5. One of our missionaries spoke of the remoteness of her life far from any city: The “toilet” is outside and during the rainy season not only is there the downpour to be endured at night, but snakes and hyenas. Not exactly your average American walk from bedroom to bathroom on dry carpet.
6. One medical missionary corrected a common missionary counsel. He said that we are often told, if you are not an evangelist in America, getting on a plane won’t make you one elsewhere. He said that in his case this was not true. For him, the commitment to leave a lucrative, American medical practice and serve in Ethiopia has given him both opportunities and boldness in witness that he never had in his medical practice in the U.S. This is true, he said, both stateside and on the plane, and in Ethiopia. So let’s be careful about being too absolute in the kind of pronouncements we make.
7. We saw one of the challenges of Muslim contextualization. One of the missionaries teaches a Muslim convert Bible stories, which she travels seven hours to repeat to a nomadic unreached people group. But when she comes back to her hometown, she does not want to associate with the missionaries in public. She does not want to be known as a follower of Jesus. It is too disruptive in her family. The missionary asked me what she should do.
I suggested that she give her helper the benefit of the doubt that perhaps she does not know what Jesus said about this. I suggested she teach her some new stories that include texts like,
Whoever would save his life will lose it, but whoever loses his life for my sake and the gospel’s will save it. . . . For whoever is ashamed of me and of my words in this adulterous and sinful generation, of him will the Son of Man also be ashamed when he comes in the glory of his Father with the holy angels. (Mark 8:35–38)
Whoever loves father or mother more than me is not worthy of me, and whoever loves son or daughter more than me is not worthy of me. (Matthew 10:37)
Blessed are you when others revile you and persecute you and utter all kinds of evil against you falsely on my account. Rejoice and be glad, for your reward is great in heaven, for so they persecuted the prophets who were before you. (Matthew 5:11–12)
8. On our last day, we drove two hours outside of Addis to a magnificent, lush valley, and hiked along the cliffs until we came to what is known as the Portuguese Bridge. This remote, triple-arch bridge was built 400 years ago by the Portuguese out of limestone and ostrich eggs. It is still in use for the farmers with their donkeys, even though in the rainy season the water beneath has rushed against its foundations with four centuries of force. The marvel of this construction, and the beauty of the far-stretching valley, portrayed the craft of God’s image-bearers and the wonder of his own handiwork.

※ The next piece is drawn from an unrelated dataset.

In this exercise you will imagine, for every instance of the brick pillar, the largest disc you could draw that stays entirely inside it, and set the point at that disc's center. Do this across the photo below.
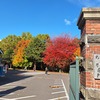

9. I heard the plea again, and I give it here, that young people seriously seek a deep and unshakeable God-given call to giving their lives to an unreached people group. Short-term missions has value. But trying to accomplish long-term goals with short-term commitments is difficult. Most of the peoples left to reach are hard to reach. What is needed is the commitment of a life, not just a year. A language to learn, a culture to know, a people to love, a gospel to speak, a church to plant, leaders to train — this is the pouring out of a life. May God give many of you this high and holy and hard calling.
10. Nevertheless, if you have any life left, dream like you never have. For example, I met a missionary who was a math major in college, spent part of his life in the military, most of it as an aviation engineer, then got a seminary degree, moved to Ethiopia to teach theology, and now, at age 67, is beginning a PhD program in church history while he teaches. Does this inspire any 60-somethings out there?